Pursuant to the Magistrate Judges Act, 28 U.S.C. § 636(b)(1)(B) and (C), and Rule 72.D.2 of the Local Civil Rules, the parties may seek review of this Report and Recommendation by the district court by filing objections within 14 days after service. Failure to do so will waive the right to appeal. Brightwell v. Lehman, 637 F.3d 187, 193 n.7 (3d Cir. 2011).

FootNotes


1. Respondents have filed hard copies of the transcripts and relevant state court records. The records are indexed and numbered 1 through 18 and are cited herein as "SCR No. ___." Also, Collazo attached as Exhibit A to his petition the September 13, 2013, Order that was issued by his trial court that denied his request for post-conviction relief. [ECF No. 2-1 at 2]. As Exhibit B to the petition, Collazo attached the decision issued by the Superior Court of Pennsylvania in which it affirmed the trial court's decision. Commonwealth v. Collazo, Nos. 1586 & 1587 WDA 2013, slip op. (Pa.Super.Ct. Apr. 4, 2014). [ECF No. 2-1 at 4-11].
2. Adams's testimony was consistent the statements that Collazo made at his plea hearing in which he acknowledged that he understood that he faced a maximum sentence of 20 years' imprisonment.
3. As an analytical matter, the interplay between § 2254(d)(2) and § 2254(e)(1) is not entirely clear. The Supreme Court has yet to specifically examine the relationship of these two sections of the federal habeas statute. Burt, 134 S.Ct. at 15 (quoting Wood v. Allen, 558 U.S. 290, 301 (2010) and stating "[w]e have not defined the precise relationship between § 2254(d)(2) and § 2254(e)(1)[.] . . . For present purposes, it is enough to reiterate `that a state-court factual determination is not unreasonable merely because the federal habeas court would have reached a different conclusion in the first instance.'"). The courts of appeals have adopted various approaches. Brian R. Means, FEDERAL HABEAS MANUAL § 3:82, Relationship between § 2254(d)(2) and (e)(1) WestlawNext (database updated June 2015). The Court of Appeals for the Third Circuit has described the approach a federal habeas corpus court should take as follows: [A] federal court may wish to consider subsidiary challenges to individual fact-finding in the first instance applying the presumption of correctness as instructed by (e)(1). Then after deciding these challenges, the court will view the record under (d)(2) in light of its subsidiary decisions on the individual challenges. In other instances, a federal court could conclude that even if [the] petitioner prevailed on all of his individual factual challenges notwithstanding the (e)(1) presumption of their correctness, the remaining record might still uphold the state court's decision under the overarching standard of (d)(2). In that event, presumably the (d)(2) inquiry would come first. Whatever the order of inquiry, however, two points are paramount. First, both (d)(2) and (e)(1) express the same fundamental principle of deference to state court findings. Second, before the writ can be granted, petitioner must show an unreasonable determination — under (d)(2) — in light of the entire record in the original state court trial.

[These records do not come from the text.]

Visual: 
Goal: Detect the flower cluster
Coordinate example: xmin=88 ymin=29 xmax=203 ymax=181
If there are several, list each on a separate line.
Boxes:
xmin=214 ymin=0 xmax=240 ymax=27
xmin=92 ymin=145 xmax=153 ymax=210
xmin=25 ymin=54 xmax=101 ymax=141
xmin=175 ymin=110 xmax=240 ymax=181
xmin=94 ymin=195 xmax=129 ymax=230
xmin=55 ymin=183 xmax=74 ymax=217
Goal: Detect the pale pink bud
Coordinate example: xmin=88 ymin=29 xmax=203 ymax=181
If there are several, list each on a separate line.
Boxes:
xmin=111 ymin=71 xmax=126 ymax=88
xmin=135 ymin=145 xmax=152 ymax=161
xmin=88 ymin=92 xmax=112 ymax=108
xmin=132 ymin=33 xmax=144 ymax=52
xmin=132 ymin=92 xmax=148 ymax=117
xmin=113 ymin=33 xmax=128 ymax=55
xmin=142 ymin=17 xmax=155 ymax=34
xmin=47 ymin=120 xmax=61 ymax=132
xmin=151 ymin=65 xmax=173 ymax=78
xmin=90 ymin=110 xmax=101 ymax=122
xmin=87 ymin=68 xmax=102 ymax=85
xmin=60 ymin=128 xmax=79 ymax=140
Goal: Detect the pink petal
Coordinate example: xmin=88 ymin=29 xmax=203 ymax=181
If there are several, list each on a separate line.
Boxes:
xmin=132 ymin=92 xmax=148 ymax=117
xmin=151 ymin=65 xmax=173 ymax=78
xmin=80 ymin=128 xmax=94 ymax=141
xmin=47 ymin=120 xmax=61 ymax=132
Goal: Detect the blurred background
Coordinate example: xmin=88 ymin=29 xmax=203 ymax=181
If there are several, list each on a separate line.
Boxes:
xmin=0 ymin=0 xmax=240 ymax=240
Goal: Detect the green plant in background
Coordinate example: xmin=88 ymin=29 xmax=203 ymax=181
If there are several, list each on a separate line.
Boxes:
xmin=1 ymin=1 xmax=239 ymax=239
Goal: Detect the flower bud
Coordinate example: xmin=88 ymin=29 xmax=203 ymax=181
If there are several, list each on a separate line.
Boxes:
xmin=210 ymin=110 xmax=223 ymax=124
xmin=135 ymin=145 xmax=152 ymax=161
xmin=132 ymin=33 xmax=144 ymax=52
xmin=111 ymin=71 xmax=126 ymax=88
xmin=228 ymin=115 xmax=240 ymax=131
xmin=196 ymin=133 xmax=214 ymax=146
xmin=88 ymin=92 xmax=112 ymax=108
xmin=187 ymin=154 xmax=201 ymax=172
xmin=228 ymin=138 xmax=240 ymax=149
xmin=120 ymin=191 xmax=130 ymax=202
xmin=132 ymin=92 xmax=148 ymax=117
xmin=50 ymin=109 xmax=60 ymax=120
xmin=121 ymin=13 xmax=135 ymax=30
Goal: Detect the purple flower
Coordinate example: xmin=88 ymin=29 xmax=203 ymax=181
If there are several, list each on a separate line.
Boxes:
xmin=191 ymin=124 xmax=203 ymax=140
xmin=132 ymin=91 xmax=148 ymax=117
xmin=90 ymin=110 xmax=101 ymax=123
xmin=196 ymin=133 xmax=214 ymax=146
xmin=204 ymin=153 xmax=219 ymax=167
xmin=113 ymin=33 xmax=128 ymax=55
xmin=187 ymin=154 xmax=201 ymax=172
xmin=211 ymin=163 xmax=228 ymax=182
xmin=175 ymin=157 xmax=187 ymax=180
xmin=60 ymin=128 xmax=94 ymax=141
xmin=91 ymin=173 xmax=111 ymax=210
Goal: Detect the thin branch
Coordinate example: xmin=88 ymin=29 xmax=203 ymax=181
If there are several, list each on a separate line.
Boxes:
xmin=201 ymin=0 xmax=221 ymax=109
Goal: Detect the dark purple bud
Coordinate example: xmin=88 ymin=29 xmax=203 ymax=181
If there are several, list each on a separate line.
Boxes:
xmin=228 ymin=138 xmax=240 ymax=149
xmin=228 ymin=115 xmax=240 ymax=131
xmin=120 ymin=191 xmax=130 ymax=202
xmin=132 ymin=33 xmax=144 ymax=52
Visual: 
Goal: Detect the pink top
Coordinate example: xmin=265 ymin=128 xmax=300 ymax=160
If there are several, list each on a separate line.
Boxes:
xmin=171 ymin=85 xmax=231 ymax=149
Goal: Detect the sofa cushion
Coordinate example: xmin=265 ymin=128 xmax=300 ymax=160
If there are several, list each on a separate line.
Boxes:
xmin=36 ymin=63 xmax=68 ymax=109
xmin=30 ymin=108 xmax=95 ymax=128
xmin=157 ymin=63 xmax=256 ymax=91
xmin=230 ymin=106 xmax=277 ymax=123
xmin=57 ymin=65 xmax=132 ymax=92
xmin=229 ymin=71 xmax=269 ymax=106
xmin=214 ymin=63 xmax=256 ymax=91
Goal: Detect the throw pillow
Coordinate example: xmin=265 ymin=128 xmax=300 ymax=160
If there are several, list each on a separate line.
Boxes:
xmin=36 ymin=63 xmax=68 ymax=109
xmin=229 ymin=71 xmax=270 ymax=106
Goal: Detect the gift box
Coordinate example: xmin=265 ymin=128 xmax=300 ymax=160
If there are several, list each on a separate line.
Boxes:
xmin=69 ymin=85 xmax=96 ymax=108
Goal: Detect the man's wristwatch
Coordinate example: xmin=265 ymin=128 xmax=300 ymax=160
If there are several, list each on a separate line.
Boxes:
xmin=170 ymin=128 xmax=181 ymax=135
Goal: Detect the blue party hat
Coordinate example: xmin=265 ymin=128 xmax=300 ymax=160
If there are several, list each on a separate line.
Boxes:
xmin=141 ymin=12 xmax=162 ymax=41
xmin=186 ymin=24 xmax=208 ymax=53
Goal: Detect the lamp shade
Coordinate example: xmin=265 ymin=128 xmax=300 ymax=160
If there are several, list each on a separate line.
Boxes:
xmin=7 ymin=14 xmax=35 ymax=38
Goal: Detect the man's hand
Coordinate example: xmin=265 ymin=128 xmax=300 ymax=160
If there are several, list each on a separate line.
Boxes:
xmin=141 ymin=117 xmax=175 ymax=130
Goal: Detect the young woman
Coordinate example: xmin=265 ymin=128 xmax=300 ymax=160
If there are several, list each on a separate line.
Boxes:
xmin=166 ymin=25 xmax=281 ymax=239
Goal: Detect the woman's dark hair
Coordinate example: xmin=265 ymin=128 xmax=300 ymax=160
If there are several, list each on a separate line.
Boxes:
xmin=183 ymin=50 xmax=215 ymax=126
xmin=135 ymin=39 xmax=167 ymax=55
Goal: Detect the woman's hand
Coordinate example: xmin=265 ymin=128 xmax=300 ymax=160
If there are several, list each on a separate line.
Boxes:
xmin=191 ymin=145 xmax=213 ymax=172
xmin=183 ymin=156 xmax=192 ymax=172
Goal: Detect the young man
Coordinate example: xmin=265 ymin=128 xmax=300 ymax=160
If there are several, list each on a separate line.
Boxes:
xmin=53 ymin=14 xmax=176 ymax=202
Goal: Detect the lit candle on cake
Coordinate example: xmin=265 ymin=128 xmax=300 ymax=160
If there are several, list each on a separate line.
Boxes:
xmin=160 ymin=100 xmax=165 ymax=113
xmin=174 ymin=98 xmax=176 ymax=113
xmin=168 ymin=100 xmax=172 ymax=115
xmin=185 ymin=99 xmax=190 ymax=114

Lambert v. Blackwell, 387 F.3d 201, 236 n.19 (3d Cir. 2004) (emphasis added). See also Eley v. Erickson, 712 F.3d 837, 846 n.11 (3d Cir. 2013).

4. Pennsylvania courts apply the Strickland standard when evaluating ineffective assistance of counsel claims. Commonwealth v. Pierce, 527 A.2d 973, 976-77 (Pa. 1987); Commonwealth v. Kimball, 724 A.2d 326 (Pa. 1999). Although Pennsylvania courts typically articulate a three-prong test for gauging ineffective assistance claims and Strickland sets forth its test in two prongs, the legal evaluation is the same, and the differences merely reflect a stylistic choice on the part of state courts.